Conklin is one of five culinary school-trained chefs now working in the kitchen at Raleigh's Rex Healthcare.

Jim McGrody is the reason the hospital's food is better these days. McGrody, 42, another Culinary Institute of America graduate, became the director of the food and nutrition services last fall. It used to be run by an outside contractor.

"I wanted to put in restaurant-quality food," he said.

And it's working. Retail sales have increased by 30 percent at the hospital's cafeterias, said Lisa Schiller, a hospital spokeswoman. Patients are happier too. Schiller said that Rex ranked in the 28th percentile for patient satisfaction with "overall quality of food delivered to your room" before the menu changes, according to patient surveys. At the end of May, their ranking rose to the 58th percentile.

The Triangle is a competitive hospital market, but Schiller said that a competitive edge was not the hospital's motivation for changing its food service.

Schiller said that Chad Lefteris, the hospital's vice president of support services, made the change with patients in mind. "His goal was to give patients a time and a moment when they forget they are in the hospital," Schiller said.

The changes were noticed recently by Susan Hill, 71, of Raleigh. She and several family members spent a day at Rex while her granddaughter was treated there. As Hill said, they were a starving captive audience. They were pleasantly surprised by the hospital's quality food for a reasonable price.

"I think the whole family was pleased," she said.

Rex isn't the only hospital to see sales increase thanks to improvements in the cafeteria. N.C. Prevention Partners, which helped make all the state's hospitals tobacco-free as of July 1, has spearheaded an effort to get hospitals to provide more healthful food options for their employees and visitors.

The statewide nonprofit, based in Chapel Hill, focuses on reducing preventable deaths from tobacco, poor nutrition and inactivity. With its success ridding hospitals of tobacco, the nonprofit received a grant from the Duke Endowment to focus on nutrition at the same hospitals.

"We realized this was an incredible opportunity," said Anne Thornhill, the senior health-promotion manager at N.C. Prevention Partners. "North Carolina hospitals serve more than half a million meals in a week."

To receive what is called "red-apple status," the hospitals have to provide access to healthful foods to all employees regardless of when they work, market those foods and make them affordable. In the Triangle, Rex Healthcare, WakeMed and UNC Hospitals have already achieved red-apple status.

At Wake Forest University Baptist Medical Center in Winston-Salem, a 20-ounce regular soft drink costs $1.25, and diet drinks and bottled water cost less. Ashley Winton, a wellness and nutrition coordinator, said that the lower prices have led more people to buy diet drinks and water.
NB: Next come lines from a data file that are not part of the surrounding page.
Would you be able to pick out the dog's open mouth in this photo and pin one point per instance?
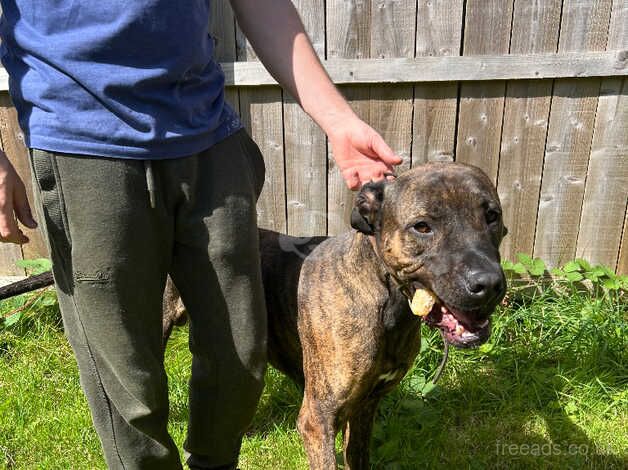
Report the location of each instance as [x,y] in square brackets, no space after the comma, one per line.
[459,327]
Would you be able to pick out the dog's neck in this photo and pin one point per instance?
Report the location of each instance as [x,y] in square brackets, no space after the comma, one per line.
[367,244]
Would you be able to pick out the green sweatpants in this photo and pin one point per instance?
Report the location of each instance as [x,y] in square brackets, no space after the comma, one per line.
[112,246]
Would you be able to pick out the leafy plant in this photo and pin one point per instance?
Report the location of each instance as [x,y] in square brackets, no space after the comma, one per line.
[578,270]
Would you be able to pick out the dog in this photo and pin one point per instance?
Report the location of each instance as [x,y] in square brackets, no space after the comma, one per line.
[339,319]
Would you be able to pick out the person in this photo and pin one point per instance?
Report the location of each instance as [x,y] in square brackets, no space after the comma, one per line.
[141,169]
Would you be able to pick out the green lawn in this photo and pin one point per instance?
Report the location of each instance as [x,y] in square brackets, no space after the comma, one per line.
[548,391]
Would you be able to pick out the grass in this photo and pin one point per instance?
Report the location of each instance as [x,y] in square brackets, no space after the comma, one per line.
[548,391]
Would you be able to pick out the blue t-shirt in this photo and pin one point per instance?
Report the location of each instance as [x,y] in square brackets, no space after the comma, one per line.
[117,78]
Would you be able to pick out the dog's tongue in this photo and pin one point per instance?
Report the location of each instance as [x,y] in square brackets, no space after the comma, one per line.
[450,324]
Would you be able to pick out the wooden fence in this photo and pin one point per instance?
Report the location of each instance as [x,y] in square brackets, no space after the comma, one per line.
[532,91]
At FirstHealth of the Carolinas hospital in Pinehurst, prices of unhealthful entrees, such as fried fish and fried chicken, were increased from $2.10 to $2.50. Cheeseburgers went from $1.20 to $2.25. Meanwhile, the price of more healthful entrees, such as pineapple tilapia and pork tenderloin, decreased to $1.75. Even the price per pound at the salad bar dropped from $4.64 to $2.95.

Barbara Bennett, an administrative director at FirstHealth, says they expected to lose money the first year, but sales increased 4 percent.

They also learned some lessons. Bennett says initially employees complained about portion size. For example, cafeteria workers are now spooning out half of what employees used to get when they ordered oatmeal. But Bennett said that employees had been getting a double portion, which isn't healthful and no longer corresponds to the new nutritional information available in the cafeteria.

At Rex, McGrody said that the statewide initiative fell in line with the changes he had made in the kitchen. McGrody and his staff had to teach the cooks how to prepare dishes using fresh ingredients. Instead of handling only frozen meat, now the cooks cut up top sirloin to be marinated overnight for shish kebabs. They make two homemade soups daily. They make dinner rolls from scratch. The fruit cocktail isn't taken from a can but is prepared fresh, as are the vegetables.